The bill does make a few changes compared to the last extenders proposal that passed the House in December, which probably reflects the difference in authors. Rep. Kevin Brady (R-TX), a supporter of the oil and gas industry, sought to phase out the costly biodiesel tax credits and make the railroad track maintenance credit permanent in the December bill.
The new bill co-written by Sen. Grassley, whose home state Iowa is known for producing corn and soy used in biofuels, includes an extension for the biodiesel credits and clarifies that liquefied- petroleum gas, natural gas, or gas derived from biomass can’t qualify for the “alternative fuels” tax breaks. The perpetuation of the biodiesel credits, which have already cost taxpayers $12 billion, is certainly a change for the worse. Our new report, Biodiesel Bonanza, dives deeper into the credits for those curious about the awful extent of federal biodiesel subsidies.
That’s not to spare the bill’s other co-author, who introduced a similar package in 2014 by saying, “This will be the last tax extenders bill the committee takes up as long as I’m chairman.” Sen. Wyden is no longer chairman, but it’s hard to see how his role of Ranking Member excuses his reversal on sponsoring an extenders bill. His enthusiasm for the $2,500 electric motorcycle credit certainly doesn’t cut it.
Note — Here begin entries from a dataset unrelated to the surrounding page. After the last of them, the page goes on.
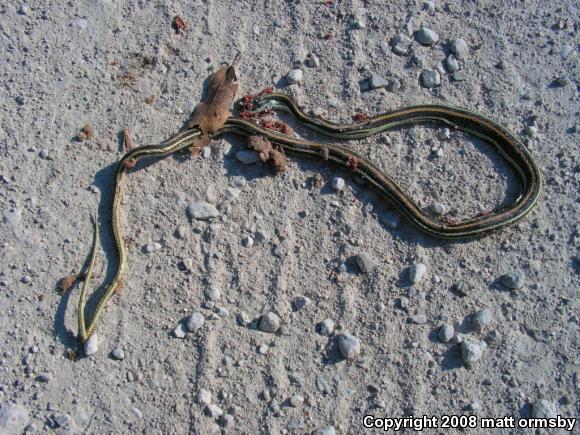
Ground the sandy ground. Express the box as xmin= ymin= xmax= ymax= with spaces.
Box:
xmin=0 ymin=0 xmax=578 ymax=434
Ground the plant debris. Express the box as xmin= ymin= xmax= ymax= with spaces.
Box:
xmin=77 ymin=124 xmax=94 ymax=142
xmin=185 ymin=54 xmax=239 ymax=155
xmin=172 ymin=16 xmax=187 ymax=33
xmin=57 ymin=274 xmax=79 ymax=295
xmin=246 ymin=135 xmax=287 ymax=174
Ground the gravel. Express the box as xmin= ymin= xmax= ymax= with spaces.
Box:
xmin=391 ymin=33 xmax=412 ymax=55
xmin=111 ymin=348 xmax=125 ymax=360
xmin=287 ymin=69 xmax=303 ymax=84
xmin=370 ymin=73 xmax=389 ymax=89
xmin=337 ymin=333 xmax=361 ymax=359
xmin=409 ymin=314 xmax=427 ymax=324
xmin=319 ymin=319 xmax=335 ymax=335
xmin=446 ymin=54 xmax=459 ymax=72
xmin=420 ymin=69 xmax=441 ymax=88
xmin=332 ymin=177 xmax=345 ymax=191
xmin=84 ymin=333 xmax=99 ymax=356
xmin=531 ymin=399 xmax=557 ymax=418
xmin=461 ymin=340 xmax=486 ymax=366
xmin=197 ymin=388 xmax=212 ymax=405
xmin=187 ymin=202 xmax=220 ymax=220
xmin=186 ymin=312 xmax=205 ymax=332
xmin=500 ymin=271 xmax=525 ymax=289
xmin=450 ymin=38 xmax=468 ymax=58
xmin=438 ymin=324 xmax=454 ymax=342
xmin=430 ymin=201 xmax=445 ymax=216
xmin=472 ymin=309 xmax=493 ymax=331
xmin=355 ymin=252 xmax=378 ymax=273
xmin=54 ymin=413 xmax=71 ymax=427
xmin=415 ymin=27 xmax=439 ymax=45
xmin=259 ymin=312 xmax=280 ymax=333
xmin=289 ymin=395 xmax=304 ymax=407
xmin=408 ymin=263 xmax=427 ymax=284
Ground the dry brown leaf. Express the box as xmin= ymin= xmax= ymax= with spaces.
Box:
xmin=186 ymin=56 xmax=239 ymax=155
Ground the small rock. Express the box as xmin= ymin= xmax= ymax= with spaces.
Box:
xmin=18 ymin=4 xmax=30 ymax=15
xmin=39 ymin=149 xmax=49 ymax=159
xmin=387 ymin=77 xmax=402 ymax=91
xmin=315 ymin=374 xmax=332 ymax=394
xmin=35 ymin=373 xmax=51 ymax=383
xmin=220 ymin=414 xmax=234 ymax=427
xmin=187 ymin=202 xmax=220 ymax=220
xmin=439 ymin=324 xmax=454 ymax=342
xmin=408 ymin=263 xmax=427 ymax=284
xmin=461 ymin=340 xmax=486 ymax=366
xmin=287 ymin=69 xmax=303 ymax=84
xmin=409 ymin=314 xmax=427 ymax=325
xmin=313 ymin=426 xmax=336 ymax=435
xmin=555 ymin=76 xmax=570 ymax=87
xmin=399 ymin=296 xmax=409 ymax=309
xmin=197 ymin=388 xmax=212 ymax=406
xmin=257 ymin=344 xmax=269 ymax=355
xmin=355 ymin=252 xmax=378 ymax=273
xmin=242 ymin=235 xmax=254 ymax=247
xmin=450 ymin=38 xmax=468 ymax=58
xmin=319 ymin=319 xmax=335 ymax=335
xmin=236 ymin=150 xmax=260 ymax=164
xmin=525 ymin=125 xmax=539 ymax=138
xmin=531 ymin=399 xmax=557 ymax=418
xmin=255 ymin=229 xmax=269 ymax=243
xmin=452 ymin=71 xmax=467 ymax=81
xmin=186 ymin=312 xmax=205 ymax=332
xmin=15 ymin=96 xmax=25 ymax=105
xmin=453 ymin=281 xmax=468 ymax=296
xmin=391 ymin=33 xmax=412 ymax=55
xmin=0 ymin=402 xmax=29 ymax=434
xmin=420 ymin=69 xmax=441 ymax=88
xmin=430 ymin=201 xmax=445 ymax=216
xmin=446 ymin=55 xmax=460 ymax=72
xmin=181 ymin=258 xmax=195 ymax=272
xmin=111 ymin=348 xmax=125 ymax=360
xmin=206 ymin=404 xmax=223 ymax=418
xmin=500 ymin=271 xmax=525 ymax=289
xmin=472 ymin=309 xmax=493 ymax=331
xmin=416 ymin=27 xmax=439 ymax=45
xmin=216 ymin=307 xmax=229 ymax=318
xmin=289 ymin=395 xmax=304 ymax=407
xmin=174 ymin=323 xmax=186 ymax=338
xmin=370 ymin=73 xmax=388 ymax=89
xmin=292 ymin=296 xmax=311 ymax=311
xmin=175 ymin=226 xmax=188 ymax=239
xmin=332 ymin=177 xmax=345 ymax=191
xmin=337 ymin=333 xmax=361 ymax=359
xmin=201 ymin=147 xmax=211 ymax=158
xmin=306 ymin=53 xmax=320 ymax=68
xmin=53 ymin=414 xmax=71 ymax=428
xmin=437 ymin=128 xmax=451 ymax=140
xmin=206 ymin=287 xmax=221 ymax=302
xmin=145 ymin=241 xmax=162 ymax=253
xmin=84 ymin=333 xmax=99 ymax=356
xmin=21 ymin=275 xmax=32 ymax=284
xmin=259 ymin=312 xmax=280 ymax=333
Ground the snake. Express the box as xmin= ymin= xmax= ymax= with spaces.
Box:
xmin=77 ymin=91 xmax=542 ymax=342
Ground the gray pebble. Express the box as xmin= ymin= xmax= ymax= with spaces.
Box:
xmin=438 ymin=324 xmax=454 ymax=342
xmin=472 ymin=308 xmax=493 ymax=331
xmin=206 ymin=287 xmax=221 ymax=302
xmin=259 ymin=312 xmax=280 ymax=333
xmin=319 ymin=319 xmax=335 ymax=335
xmin=187 ymin=202 xmax=220 ymax=220
xmin=197 ymin=388 xmax=212 ymax=405
xmin=242 ymin=235 xmax=254 ymax=247
xmin=21 ymin=275 xmax=32 ymax=284
xmin=446 ymin=54 xmax=459 ymax=72
xmin=409 ymin=314 xmax=427 ymax=324
xmin=452 ymin=71 xmax=467 ymax=81
xmin=206 ymin=404 xmax=223 ymax=418
xmin=355 ymin=252 xmax=378 ymax=273
xmin=408 ymin=263 xmax=427 ymax=284
xmin=337 ymin=333 xmax=361 ymax=359
xmin=35 ymin=373 xmax=51 ymax=383
xmin=201 ymin=147 xmax=211 ymax=158
xmin=450 ymin=38 xmax=468 ymax=58
xmin=453 ymin=281 xmax=468 ymax=296
xmin=416 ymin=27 xmax=439 ymax=45
xmin=306 ymin=53 xmax=320 ymax=68
xmin=531 ymin=399 xmax=557 ymax=418
xmin=399 ymin=296 xmax=409 ymax=309
xmin=255 ymin=229 xmax=269 ymax=243
xmin=430 ymin=201 xmax=445 ymax=216
xmin=437 ymin=128 xmax=451 ymax=140
xmin=111 ymin=348 xmax=125 ymax=360
xmin=39 ymin=148 xmax=49 ymax=159
xmin=257 ymin=344 xmax=269 ymax=355
xmin=292 ymin=296 xmax=311 ymax=311
xmin=289 ymin=395 xmax=304 ymax=407
xmin=556 ymin=76 xmax=570 ymax=87
xmin=15 ymin=96 xmax=26 ymax=105
xmin=315 ymin=373 xmax=332 ymax=394
xmin=145 ymin=241 xmax=161 ymax=253
xmin=387 ymin=77 xmax=402 ymax=91
xmin=186 ymin=312 xmax=205 ymax=332
xmin=235 ymin=150 xmax=260 ymax=164
xmin=500 ymin=271 xmax=525 ymax=289
xmin=332 ymin=177 xmax=345 ymax=191
xmin=391 ymin=33 xmax=412 ymax=55
xmin=18 ymin=4 xmax=30 ymax=15
xmin=220 ymin=413 xmax=234 ymax=427
xmin=287 ymin=69 xmax=303 ymax=84
xmin=84 ymin=333 xmax=99 ymax=355
xmin=313 ymin=426 xmax=336 ymax=435
xmin=461 ymin=340 xmax=486 ymax=366
xmin=420 ymin=70 xmax=440 ymax=88
xmin=53 ymin=414 xmax=71 ymax=428
xmin=370 ymin=73 xmax=388 ymax=89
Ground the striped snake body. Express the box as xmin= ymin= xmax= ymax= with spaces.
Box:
xmin=78 ymin=92 xmax=541 ymax=342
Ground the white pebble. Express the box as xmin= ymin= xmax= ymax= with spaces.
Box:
xmin=461 ymin=340 xmax=486 ymax=366
xmin=84 ymin=333 xmax=99 ymax=356
xmin=289 ymin=395 xmax=304 ymax=407
xmin=439 ymin=324 xmax=454 ymax=342
xmin=408 ymin=263 xmax=427 ymax=284
xmin=206 ymin=404 xmax=223 ymax=418
xmin=319 ymin=319 xmax=335 ymax=335
xmin=337 ymin=333 xmax=361 ymax=359
xmin=186 ymin=312 xmax=205 ymax=332
xmin=187 ymin=202 xmax=220 ymax=220
xmin=145 ymin=241 xmax=162 ymax=253
xmin=174 ymin=323 xmax=186 ymax=338
xmin=332 ymin=177 xmax=345 ymax=191
xmin=286 ymin=69 xmax=303 ymax=85
xmin=197 ymin=388 xmax=212 ymax=406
Altogether, the bill seems the result of legislating on auto-pilot, handing out tens of billions of dollars in tax subsidies for questionable public benefit without scrutiny. The giveaway is more egregious because it re-authorizes tax breaks retroactively, like the last five enacted extenders packages have for most or all of a tax year. Retroactive extensions can’t encourage economic behavior, desired or not, because you can’t encourage activity to happen in the past. And yet, lawmakers don’t seem bound by precedent any more than the physical laws of time and space – re-authorizing the provisions for 2018 would be their MOST retroactive extension yet.